Every woman wants the chance of growing a human inside of them, naturally, preferably, I think.
“It isn’t impossible and may even be sudden but it would be— as some people call it—a miracle baby.”
And there it was, my entire future with Arthur flushed down the drain because what prince would marry someone without the possibility of gaining an heir?
He droned on, something about still using protection to avoid any STDs but whatever he said, I wasn’t listening to it. I didn’t care, nothing was going to be as life changing as what he just told me.
The only thing I can remember thinking as soon as I left the clinic was how utterly alone I felt. All I wanted at that moment was my mother or my sister or Arthur.
With my leaflets on infertility, I went home to my apartment with Digby and cried. I cried for hours. I cried at the loss of Arthur and the baby I was never going to have with him and the loss of my sister and the loss of everything I once thought was possible.
I didn’t think about Digby once in that moment.
All I kept telling myself was that Arthur was never going to be with me again. Sure, he’d still love me but what is him loving me if I’m not with him? Love from afar is the worst kind of love you can give a person. It’s teasing and cruel and I wanted no part in it.
It was a little after my twentieth birthday when I sat at the kitchen table and asked the universe why this was happening to me.
I didn’t see how it was fair, how one bad thing after another kept happening to me.
Once upon a time, I felt like I had won the jackpot, everyday I woke up filled with hopes and dreams until it all just came crashing down.
I felt like there had to be some rule with losing one of your best friends, the love of your life, your sister and then the ability to have a child—I mean, that’s just not right, is it?
Maybe it was a punishment. A curse sent down from Hera to scold me for all the times I stayed with Arthur when I knew in full consciousness that I should leave.
It was exhausting, I remember feeling so unbelievably tired as if all the bad things that were happening to me finally caught up and I was stuck, trapped in the forest of my mind where I had once frolicked happily.

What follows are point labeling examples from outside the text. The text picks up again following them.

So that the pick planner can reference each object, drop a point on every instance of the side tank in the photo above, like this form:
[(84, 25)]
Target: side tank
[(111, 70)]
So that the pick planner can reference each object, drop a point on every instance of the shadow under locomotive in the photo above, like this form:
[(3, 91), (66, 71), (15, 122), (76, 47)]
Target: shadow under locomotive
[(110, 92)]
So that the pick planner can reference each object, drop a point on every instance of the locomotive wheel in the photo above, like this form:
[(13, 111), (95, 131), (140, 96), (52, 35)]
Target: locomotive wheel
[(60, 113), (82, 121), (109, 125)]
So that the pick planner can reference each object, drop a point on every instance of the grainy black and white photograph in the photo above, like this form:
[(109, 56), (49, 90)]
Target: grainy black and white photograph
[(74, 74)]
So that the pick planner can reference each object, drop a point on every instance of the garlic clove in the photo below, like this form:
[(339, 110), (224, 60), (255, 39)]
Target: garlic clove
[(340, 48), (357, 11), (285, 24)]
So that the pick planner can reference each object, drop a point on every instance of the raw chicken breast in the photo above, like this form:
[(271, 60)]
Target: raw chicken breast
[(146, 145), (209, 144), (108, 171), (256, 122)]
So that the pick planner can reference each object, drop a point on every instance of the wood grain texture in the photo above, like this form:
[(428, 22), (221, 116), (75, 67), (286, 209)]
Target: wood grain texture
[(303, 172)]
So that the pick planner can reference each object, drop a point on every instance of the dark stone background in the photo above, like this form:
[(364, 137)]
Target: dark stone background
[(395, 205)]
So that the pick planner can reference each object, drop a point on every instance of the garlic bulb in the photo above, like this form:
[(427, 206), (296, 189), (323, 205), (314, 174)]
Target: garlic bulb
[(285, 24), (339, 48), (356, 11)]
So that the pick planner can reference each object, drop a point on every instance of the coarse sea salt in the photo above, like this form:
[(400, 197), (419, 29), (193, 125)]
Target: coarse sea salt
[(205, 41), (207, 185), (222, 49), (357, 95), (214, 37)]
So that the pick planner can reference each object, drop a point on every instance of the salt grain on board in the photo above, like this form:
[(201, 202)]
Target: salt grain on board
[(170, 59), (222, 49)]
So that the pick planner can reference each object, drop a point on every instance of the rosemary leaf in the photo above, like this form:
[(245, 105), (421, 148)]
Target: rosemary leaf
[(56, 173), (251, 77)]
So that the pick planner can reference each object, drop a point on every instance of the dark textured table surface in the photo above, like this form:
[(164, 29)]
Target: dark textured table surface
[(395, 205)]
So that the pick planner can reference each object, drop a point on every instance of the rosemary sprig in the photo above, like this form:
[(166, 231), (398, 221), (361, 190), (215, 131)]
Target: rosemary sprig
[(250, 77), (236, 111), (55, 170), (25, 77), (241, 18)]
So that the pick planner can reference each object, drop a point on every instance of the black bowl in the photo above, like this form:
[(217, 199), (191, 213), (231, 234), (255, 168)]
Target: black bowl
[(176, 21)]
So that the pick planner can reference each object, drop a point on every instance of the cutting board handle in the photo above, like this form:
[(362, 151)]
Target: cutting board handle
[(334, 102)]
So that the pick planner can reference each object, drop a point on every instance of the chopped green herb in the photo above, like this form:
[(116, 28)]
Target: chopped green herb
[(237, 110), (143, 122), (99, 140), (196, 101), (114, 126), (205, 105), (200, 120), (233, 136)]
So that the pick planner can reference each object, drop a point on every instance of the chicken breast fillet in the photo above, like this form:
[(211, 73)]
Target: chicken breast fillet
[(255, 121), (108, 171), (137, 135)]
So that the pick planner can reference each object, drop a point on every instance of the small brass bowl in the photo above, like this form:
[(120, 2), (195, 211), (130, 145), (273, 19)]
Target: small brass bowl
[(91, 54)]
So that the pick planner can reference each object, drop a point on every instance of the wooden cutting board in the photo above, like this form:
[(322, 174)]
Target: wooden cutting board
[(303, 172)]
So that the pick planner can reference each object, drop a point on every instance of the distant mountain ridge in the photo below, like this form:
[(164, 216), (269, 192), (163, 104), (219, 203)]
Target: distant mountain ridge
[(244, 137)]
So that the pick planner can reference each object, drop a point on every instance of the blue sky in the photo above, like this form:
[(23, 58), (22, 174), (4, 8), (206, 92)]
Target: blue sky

Digby never asked me about it—I made sure of it.
When he came home that evening—after the appointment and after I had finished crying every tear I had in me—I made sure he knew I wasn’t acting differently.
Neither of us felt like cooking so we ordered pizza and when I went to go and collect it with him, a small girl in the road came up to me, complimented my hair and told me how pretty I was while her dad gingerly apologised and pulled her away.
I felt like crying, I felt like telling her dad that he had raised such a kind little human but I didn’t because I never said things like that and if I did, Digby would’ve known. He would’ve gotten weird, asked me why I acted like that.
It was a punch in the gut, though, for that to happen on that day.
Suddenly, I became so very aware of all babies and pregnant women and pregnancy adjacent things.
It’s not typically something you pay much mind to because it’s so normal but when it becomes this huge, unfixable thing, it’s all you can think about.
I really thought I had my fair share of bad days and terrible news but that day tops it all.
As Digby and I sat on the sofa eating pizza, all I could think about was Arthur and how empty my stomach felt—and would always feel. After eating half a slice, I got up, took a shower, sat on the floor and cried until I felt nauseous.
I knew it was going to affect me but I don’t think I registered just how much until Athena burst into the bathrooms on New Year’s Eve with the news that Arthur was back.